Najafi C C, Korbet S M, Lewis E J, Schwartz M M, Reichlin M, Evans J
Department of Medicine, Rush-Presbyterian-St. Luke's Medical Center, Chicago, Illinois 60612, USA.
Kidney Int. 2001 Jun;59(6):2156-63. doi: 10.1046/j.1523-1755.2001.00730.x.
Patients with systemic lupus erythematosus have a spectrum of glomerular disease, but the different patterns of glomerular injury identified within the general category of "severe" lupus glomerulonephritis are responsible for much of the morbidity and mortality in this disease. The glomerular injury patterns seen with severe lupus glomerulonephritis have been separated into distinct histopathologic groups to determine whether they can predict long-term patient outcome.
We analyzed the clinical follow-up of 85 patients participating in a controlled prospective therapeutic trial for the treatment of severe lupus glomerulonephritis conducted from April 1981 to December 1988, with an average follow-up of 10 years. Patients were classified according to the 1982 World Health Organization classification for lupus glomerulonephritis.
During the course of follow-up [120 +/- 65 (SD) months], 60% of patients with category IV (diffuse proliferative glomerulonephritis) lesions entered a remission compared with only 38% of patients with category III (> or =50%, focal and segmental glomerulonephritis) lesions and 27% of patients with category Vc (> or =50%) and Vd (P < 0.05). Renal survival at 10 years was 75% for those with category IV lesions, 47% for patients with category Vc (> or =50%) and Vd, and 52% for patients with category III (> or =50%) lesions (P < 0.05). Based on multivariate analysis, patients with category III (> or =50%) or Vc (> or =50%) and Vd lesions had a relative risk of progression to end-stage renal disease 2.9 times that of category IV patients (P < 0.01), while the likelihood of entering a remission was 8.2 times greater for category IV patients (P = 0.0001).

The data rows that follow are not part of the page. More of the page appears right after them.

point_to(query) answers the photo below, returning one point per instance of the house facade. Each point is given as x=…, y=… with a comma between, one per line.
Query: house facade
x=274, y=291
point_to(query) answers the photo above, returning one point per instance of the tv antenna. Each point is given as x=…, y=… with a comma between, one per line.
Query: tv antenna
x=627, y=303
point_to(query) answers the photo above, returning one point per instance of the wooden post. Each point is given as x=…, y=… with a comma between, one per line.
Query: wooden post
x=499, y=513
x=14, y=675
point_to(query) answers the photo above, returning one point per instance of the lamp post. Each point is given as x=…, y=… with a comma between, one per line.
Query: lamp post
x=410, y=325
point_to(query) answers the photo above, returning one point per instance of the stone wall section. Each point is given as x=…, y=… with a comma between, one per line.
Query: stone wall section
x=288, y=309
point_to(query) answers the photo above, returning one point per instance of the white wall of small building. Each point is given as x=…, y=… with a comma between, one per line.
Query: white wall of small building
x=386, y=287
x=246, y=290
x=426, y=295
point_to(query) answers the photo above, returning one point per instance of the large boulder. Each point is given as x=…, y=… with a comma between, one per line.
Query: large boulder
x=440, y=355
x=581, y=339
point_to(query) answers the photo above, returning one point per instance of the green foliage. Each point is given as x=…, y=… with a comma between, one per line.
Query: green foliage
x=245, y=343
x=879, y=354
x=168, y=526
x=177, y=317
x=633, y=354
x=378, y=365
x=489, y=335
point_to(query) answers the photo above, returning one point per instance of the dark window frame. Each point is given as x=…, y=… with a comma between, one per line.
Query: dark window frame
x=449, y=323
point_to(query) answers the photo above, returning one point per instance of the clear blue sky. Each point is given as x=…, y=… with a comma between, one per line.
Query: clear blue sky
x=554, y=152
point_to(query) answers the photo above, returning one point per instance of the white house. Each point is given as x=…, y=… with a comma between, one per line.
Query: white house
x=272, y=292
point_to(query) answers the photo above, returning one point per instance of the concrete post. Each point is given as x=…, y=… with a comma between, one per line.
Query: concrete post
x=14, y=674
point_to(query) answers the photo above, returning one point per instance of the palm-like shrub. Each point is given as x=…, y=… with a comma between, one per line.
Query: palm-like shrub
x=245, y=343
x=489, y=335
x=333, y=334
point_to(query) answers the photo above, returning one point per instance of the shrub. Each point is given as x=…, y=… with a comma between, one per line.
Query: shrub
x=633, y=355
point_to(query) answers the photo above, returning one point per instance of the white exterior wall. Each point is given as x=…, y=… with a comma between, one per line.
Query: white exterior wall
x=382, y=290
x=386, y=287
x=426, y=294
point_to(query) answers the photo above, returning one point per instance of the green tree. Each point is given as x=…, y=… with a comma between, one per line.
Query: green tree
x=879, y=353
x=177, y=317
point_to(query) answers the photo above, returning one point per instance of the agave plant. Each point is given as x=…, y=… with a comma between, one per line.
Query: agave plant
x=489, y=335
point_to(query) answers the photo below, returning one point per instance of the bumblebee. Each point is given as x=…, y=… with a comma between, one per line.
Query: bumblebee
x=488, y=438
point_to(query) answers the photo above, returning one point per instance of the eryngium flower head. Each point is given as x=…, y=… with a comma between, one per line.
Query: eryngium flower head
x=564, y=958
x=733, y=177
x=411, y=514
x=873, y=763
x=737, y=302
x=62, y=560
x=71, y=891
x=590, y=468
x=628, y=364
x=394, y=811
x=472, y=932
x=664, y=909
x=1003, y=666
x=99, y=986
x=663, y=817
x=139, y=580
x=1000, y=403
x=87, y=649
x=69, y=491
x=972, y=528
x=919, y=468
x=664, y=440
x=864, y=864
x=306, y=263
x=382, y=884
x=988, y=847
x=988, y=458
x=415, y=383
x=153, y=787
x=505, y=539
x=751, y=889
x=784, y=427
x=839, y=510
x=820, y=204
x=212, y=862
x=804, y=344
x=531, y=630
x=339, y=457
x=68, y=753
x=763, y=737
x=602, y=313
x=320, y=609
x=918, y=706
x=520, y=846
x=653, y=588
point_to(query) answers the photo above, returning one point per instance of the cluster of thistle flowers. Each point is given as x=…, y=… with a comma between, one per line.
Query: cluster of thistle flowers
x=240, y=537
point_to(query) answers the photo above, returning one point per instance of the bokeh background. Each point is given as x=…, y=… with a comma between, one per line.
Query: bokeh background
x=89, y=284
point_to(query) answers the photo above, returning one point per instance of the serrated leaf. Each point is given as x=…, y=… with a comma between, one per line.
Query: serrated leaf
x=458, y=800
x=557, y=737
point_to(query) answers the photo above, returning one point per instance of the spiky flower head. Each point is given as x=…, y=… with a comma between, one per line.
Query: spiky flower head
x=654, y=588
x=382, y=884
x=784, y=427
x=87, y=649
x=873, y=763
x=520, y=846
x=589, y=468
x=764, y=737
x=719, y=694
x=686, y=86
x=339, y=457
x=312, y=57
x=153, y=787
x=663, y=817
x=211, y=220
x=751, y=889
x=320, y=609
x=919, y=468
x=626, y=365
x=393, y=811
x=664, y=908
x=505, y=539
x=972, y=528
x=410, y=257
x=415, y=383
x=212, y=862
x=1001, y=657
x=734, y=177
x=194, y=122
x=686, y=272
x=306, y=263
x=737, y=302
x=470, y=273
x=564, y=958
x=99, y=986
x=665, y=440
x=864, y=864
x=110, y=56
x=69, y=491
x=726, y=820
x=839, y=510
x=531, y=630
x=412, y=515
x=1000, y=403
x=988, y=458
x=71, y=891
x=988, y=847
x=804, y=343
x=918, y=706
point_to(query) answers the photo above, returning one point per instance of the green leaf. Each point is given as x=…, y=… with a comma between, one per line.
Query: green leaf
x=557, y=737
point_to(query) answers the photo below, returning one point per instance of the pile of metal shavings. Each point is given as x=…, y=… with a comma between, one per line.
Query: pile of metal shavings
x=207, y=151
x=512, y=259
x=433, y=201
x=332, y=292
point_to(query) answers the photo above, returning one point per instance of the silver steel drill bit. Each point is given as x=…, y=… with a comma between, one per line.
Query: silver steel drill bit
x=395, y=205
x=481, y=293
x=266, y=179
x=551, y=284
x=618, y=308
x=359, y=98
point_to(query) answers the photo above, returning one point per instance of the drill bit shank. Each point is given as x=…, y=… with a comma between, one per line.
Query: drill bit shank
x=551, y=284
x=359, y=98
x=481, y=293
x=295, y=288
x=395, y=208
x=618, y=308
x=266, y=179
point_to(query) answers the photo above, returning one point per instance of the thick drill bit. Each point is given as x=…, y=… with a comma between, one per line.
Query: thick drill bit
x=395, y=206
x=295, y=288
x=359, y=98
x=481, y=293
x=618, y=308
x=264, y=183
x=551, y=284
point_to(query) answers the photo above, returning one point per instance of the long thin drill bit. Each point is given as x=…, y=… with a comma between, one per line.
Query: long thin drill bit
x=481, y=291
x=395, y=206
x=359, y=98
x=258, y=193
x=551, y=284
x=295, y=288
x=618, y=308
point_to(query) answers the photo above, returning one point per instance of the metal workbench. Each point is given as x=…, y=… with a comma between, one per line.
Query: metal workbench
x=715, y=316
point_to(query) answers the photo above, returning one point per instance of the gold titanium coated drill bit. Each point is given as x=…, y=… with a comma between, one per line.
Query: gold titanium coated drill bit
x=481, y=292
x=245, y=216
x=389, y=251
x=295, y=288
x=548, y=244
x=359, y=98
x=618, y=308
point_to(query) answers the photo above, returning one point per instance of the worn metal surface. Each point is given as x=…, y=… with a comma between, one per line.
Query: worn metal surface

The histopathologic categorization among patients with severe lupus glomerulonephritis provides information relevant to their long-term outcome.
系统性红斑狼疮患者存在一系列肾小球疾病,但在“重度”狼疮性肾炎这一总体类别中所识别出的不同肾小球损伤模式是该疾病诸多发病率和死亡率的原因。重度狼疮性肾炎所呈现的肾小球损伤模式已被分为不同的组织病理学组,以确定它们是否能够预测患者的长期预后。
我们分析了1981年4月至1988年12月期间参与一项重度狼疮性肾炎对照前瞻性治疗试验的85例患者的临床随访情况,平均随访时间为10年。患者根据1982年世界卫生组织狼疮性肾炎分类进行分类。
在随访期间[120±65(标准差)个月],IV类(弥漫性增殖性肾小球肾炎)病变患者中有60%进入缓解期,相比之下,III类(≥50%,局灶性节段性肾小球肾炎)病变患者中只有38%进入缓解期,Vc类(≥50%)和Vd类病变患者中只有27%进入缓解期(P<0.05)。IV类病变患者10年肾脏存活率为75%,Vc类(≥50%)和Vd类病变患者为47%,III类(≥50%)病变患者为52%(P<0.05)。基于多变量分析,III类(≥50%)或Vc类(≥50%)和Vd类病变患者进展至终末期肾病的相对风险是IV类患者的2.9倍(P<0.01),而IV类患者进入缓解期的可能性是III类或Vc类和Vd类患者的8.2倍(P=0.0001)。
重度狼疮性肾炎患者的组织病理学分类为其长期预后提供了相关信息。